MEMORANDUM AND ORDER

GLASSER, District Judge:

The pro se plaintiff in this action has alleged violations of his constitutional rights. Two of the three defendants have moved to dismiss the complaint under Federal Rule of Civil Procedure 12(b)(6). For the reasons stated below, the motion of those two defendants is granted.

FACTS

For the purposes of this motion, the facts as alleged in the complaint are assumed to be true. The plaintiff, Reverend Michael Williams, applied in April of 1978 to the Social Security Administration (“SSA”) of the Department of Health and Human Services (“HHS”) for Supplemental Security Income (“SSI”) benefits.
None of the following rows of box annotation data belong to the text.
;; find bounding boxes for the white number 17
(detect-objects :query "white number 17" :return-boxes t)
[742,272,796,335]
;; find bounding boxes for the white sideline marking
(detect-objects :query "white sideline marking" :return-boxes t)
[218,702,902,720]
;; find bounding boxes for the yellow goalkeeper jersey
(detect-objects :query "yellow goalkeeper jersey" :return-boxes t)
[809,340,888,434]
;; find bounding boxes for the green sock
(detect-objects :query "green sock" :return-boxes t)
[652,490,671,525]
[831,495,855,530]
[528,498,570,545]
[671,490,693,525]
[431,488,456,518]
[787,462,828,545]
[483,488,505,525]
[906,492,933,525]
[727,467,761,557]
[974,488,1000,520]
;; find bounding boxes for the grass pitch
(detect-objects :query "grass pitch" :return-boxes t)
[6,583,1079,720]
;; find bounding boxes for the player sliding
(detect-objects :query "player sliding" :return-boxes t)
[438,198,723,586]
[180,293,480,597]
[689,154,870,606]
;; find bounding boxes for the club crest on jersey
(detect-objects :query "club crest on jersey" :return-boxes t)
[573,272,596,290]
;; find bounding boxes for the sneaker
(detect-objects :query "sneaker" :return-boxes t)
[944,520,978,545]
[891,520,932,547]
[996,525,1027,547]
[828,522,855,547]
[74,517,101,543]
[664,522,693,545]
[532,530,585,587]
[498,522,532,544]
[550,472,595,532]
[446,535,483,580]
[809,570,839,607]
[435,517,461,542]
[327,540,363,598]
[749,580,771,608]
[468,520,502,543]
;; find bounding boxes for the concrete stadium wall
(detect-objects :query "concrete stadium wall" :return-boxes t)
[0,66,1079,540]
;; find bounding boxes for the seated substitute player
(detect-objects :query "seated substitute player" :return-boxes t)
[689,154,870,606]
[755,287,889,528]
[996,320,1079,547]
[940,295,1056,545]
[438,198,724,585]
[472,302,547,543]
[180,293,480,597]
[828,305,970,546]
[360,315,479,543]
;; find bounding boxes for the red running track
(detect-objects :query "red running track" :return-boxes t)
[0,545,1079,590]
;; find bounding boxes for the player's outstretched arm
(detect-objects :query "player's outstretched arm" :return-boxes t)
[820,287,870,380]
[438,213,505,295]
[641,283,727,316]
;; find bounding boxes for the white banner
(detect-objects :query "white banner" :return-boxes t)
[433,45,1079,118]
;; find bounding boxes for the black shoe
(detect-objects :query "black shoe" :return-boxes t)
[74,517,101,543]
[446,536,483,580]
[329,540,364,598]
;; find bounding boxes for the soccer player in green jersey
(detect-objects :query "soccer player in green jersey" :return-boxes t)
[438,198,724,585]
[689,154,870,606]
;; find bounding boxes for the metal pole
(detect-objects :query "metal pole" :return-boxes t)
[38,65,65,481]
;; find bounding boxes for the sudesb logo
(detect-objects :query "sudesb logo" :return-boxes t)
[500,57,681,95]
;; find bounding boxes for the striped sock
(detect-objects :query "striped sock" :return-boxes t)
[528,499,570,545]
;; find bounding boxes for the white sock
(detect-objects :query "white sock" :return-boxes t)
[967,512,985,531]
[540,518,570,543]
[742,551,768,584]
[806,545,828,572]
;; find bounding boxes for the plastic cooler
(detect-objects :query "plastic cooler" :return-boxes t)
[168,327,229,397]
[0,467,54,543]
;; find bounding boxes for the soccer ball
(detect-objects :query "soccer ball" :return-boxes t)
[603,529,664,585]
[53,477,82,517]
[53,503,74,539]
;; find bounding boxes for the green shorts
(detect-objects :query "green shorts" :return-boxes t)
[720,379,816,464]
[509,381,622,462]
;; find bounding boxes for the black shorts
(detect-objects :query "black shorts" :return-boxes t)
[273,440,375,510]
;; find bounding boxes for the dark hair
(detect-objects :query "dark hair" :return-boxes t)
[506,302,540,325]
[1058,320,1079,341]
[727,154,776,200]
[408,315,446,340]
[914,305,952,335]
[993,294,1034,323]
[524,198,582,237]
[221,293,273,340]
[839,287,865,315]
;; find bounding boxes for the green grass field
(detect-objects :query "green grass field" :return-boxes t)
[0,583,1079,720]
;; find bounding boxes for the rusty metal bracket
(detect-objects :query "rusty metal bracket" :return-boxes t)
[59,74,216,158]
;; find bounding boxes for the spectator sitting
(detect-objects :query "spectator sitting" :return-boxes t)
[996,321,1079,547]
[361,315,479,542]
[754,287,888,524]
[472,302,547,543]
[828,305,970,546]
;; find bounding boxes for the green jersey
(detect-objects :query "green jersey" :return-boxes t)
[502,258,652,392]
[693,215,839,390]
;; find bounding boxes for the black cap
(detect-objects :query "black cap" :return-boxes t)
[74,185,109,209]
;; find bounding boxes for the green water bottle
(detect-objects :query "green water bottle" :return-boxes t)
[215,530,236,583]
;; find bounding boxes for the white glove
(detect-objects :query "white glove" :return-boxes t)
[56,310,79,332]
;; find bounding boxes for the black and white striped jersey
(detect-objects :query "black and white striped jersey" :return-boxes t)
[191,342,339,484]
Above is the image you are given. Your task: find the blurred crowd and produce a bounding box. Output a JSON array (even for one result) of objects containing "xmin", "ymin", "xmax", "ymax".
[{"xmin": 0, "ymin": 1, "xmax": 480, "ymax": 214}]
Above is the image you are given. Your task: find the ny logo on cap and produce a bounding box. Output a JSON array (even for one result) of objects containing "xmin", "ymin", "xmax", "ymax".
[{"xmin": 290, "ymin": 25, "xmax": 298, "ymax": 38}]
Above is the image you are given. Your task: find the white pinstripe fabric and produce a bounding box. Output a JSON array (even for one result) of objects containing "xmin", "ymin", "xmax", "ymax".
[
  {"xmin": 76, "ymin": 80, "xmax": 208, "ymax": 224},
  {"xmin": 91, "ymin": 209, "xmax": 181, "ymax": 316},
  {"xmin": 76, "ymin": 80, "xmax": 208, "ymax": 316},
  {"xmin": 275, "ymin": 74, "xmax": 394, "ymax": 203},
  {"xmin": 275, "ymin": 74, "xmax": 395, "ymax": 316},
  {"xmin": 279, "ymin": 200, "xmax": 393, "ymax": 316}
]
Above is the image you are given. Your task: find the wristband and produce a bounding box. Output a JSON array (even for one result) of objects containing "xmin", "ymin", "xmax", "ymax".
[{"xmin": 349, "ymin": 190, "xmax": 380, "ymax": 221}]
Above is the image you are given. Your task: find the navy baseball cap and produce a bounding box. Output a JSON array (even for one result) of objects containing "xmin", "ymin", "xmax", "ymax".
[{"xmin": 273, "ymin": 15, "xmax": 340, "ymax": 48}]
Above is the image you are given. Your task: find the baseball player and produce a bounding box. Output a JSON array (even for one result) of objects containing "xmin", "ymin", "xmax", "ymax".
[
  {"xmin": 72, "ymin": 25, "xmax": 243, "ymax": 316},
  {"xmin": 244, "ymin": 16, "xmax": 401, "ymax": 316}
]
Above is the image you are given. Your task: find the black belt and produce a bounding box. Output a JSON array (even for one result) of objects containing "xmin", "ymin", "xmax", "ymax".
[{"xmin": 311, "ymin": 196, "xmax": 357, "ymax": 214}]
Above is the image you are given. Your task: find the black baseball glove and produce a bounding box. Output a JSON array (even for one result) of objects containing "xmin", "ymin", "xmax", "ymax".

Complaint at 2. He claimed that he was permanently disabled because of a “mental impairment.” Id. This application for benefits was denied by HHS; a second application made by the plaintiff in 1982 was also denied. Finally, after a successful appeal of this second denial to the United States District Court for the Eastern District of New York, the plaintiff in 1983 was awarded SSI benefits retroactive to April of 1978. Id. at 3.

*739 While his applications for SSI benefits were pending, the plaintiff received interim benefits from the State of New York Department of Social Services (“DSS”) through the New York City Human Resources Administration (“HRA”). When, on February 10, 1984, the SSA awarded the plaintiff benefits retroactive to April of 1978, SSA sent two checks in the total of $14,276.79 to DSS. HRA, on behalf of itself and of DSS, withheld from those two checks the sum of $9,190.60 as a recoupment of state interim benefits provided to the plaintiff before his award of SSI benefits. Id. HRA then forwarded the balance of the $14,276.79 — that is, the sum of $5,086.19 — to the plaintiff. The plaintiff believed that the calculations of the HRA were erroneous and that he was entitled to an additional $5,754.80 from the SSI award. Id. Accordingly, the plaintiff exercised his right to a “fair hearing” before the HRA; however, he never received a decision on his claims. Id.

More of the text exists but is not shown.